Entre los dos lograron empujar y arrastrar el baúl rampa arriba, meterlo en el elevador y entrar en él a continuación. Respirando pesadamente, Younger cerró la puerta de hierro. De pronto todo amainó. El violento anegamiento del cajón no era ya más que un grave rumor amortiguado. En la cabina, las azules llamas de gas seguían alumbrando. y Littlemore dijo:

—Vamos arriba.

Movió la palanca hasta la posición de ascenso, pero el elevador siguió inmóvil. Volvió a intentarlo. Nada.

—Vaya sorpresa —dijo Littlemore.

Younger se subió al baúl y dio unos golpes en el techo del elevador.
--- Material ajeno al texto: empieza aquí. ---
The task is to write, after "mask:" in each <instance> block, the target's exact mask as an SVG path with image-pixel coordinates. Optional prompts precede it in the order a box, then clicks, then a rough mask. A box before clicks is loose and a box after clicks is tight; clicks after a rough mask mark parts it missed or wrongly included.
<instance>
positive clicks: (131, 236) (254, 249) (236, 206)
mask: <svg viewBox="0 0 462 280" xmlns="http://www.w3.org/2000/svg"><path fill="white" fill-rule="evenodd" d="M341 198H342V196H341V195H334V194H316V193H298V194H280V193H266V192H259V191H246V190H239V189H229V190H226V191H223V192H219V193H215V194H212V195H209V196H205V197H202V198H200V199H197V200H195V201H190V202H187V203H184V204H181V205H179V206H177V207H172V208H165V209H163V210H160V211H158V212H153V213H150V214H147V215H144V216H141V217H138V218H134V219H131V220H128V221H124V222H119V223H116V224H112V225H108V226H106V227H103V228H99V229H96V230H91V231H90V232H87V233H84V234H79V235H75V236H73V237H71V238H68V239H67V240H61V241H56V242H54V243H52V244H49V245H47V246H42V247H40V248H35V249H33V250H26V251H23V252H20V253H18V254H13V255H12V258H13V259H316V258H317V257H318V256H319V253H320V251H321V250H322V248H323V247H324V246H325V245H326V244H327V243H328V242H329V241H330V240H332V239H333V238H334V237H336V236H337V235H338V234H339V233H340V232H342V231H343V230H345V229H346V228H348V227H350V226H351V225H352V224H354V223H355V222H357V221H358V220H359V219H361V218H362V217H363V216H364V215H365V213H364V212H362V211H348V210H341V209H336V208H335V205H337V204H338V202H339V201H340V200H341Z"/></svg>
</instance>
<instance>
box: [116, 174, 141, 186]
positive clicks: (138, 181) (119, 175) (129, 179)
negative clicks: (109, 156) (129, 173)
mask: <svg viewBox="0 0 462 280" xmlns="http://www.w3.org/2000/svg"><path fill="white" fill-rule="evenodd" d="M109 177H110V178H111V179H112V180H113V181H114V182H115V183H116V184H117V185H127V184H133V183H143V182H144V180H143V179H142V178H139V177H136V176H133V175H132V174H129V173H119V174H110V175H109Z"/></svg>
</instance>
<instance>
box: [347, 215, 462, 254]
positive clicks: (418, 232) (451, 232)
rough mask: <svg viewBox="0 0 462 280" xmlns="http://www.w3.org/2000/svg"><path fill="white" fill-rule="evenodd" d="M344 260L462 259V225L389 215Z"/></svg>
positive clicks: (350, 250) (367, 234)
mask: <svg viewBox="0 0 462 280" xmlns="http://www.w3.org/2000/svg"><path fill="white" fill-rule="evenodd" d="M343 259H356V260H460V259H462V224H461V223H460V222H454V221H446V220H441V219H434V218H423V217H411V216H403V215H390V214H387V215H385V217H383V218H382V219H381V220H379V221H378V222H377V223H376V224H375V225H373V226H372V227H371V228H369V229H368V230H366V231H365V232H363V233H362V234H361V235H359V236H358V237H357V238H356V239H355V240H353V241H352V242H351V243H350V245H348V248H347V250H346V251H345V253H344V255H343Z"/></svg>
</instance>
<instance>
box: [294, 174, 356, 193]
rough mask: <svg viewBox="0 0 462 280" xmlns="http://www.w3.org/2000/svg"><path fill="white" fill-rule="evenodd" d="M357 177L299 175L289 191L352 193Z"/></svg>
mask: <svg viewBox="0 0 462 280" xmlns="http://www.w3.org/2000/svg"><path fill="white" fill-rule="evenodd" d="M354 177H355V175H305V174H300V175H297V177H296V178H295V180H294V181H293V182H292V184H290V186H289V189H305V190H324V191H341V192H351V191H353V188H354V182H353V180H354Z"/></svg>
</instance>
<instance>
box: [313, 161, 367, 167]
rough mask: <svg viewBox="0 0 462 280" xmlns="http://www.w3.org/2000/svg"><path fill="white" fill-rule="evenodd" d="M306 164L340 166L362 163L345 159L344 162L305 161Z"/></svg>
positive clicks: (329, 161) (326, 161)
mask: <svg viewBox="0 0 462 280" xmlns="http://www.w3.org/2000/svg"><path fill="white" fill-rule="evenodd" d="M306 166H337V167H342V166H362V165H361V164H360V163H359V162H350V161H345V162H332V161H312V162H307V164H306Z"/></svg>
—El hueco entero está inundado —dijo.

—Mire —dijo el detective, señalando hacia lo alto—. Hay una trampilla en el techo.

Era cierto: en el centro del techo del elevador había un par de grandes hojas con bisagras.

—Y ahí está lo que las abre —dijo Younger, apuntando hacia una gruesa cadena que había en la pared, de cuyo extremo colgaba un tirador rojo de madera. Saltó del baúl y agarró el tirador.

—Nos vamos arriba, detective… Y un poco más rápido que cuando bajamos.

—¡No! —gritó Littlemore—. ¿Está loco? ¿Sabe lo que tiene que pesar toda esa agua que hay ahí encima de nosotros? La única forma de no morir ahogados es morir antes aplastados.

—No. Ésta es una cabina presurizada —dijo Younger—. Superpresurizada. En el momento en que abra esa trampilla, usted y yo saldremos despedidos hacia arriba como expulsados por un géiser.

—Me está tomando el pelo —dijo Littlemore.

—Y escúcheme. Tendrá que ir exhalando el aire durante todo el ascenso. Le sugiero que grite. Lo digo en serio. Si mantiene la respiración, aunque sólo sea durante unos segundos, los pulmones reventarán como globos.

—¿Y si nos quedamos atrapados entre los cables?


Entonces
nos ahogaremos —dijo Younger.

—Bonito plan.

—Estoy abierto a otras opciones.

A través del ventanuco de cristal de la puerta del elevador Littlemore pudo mirar hacia el interior del cajón. Ahora estaba casi oscuro por completo. El agua caía de todas partes. El detective tragó saliva.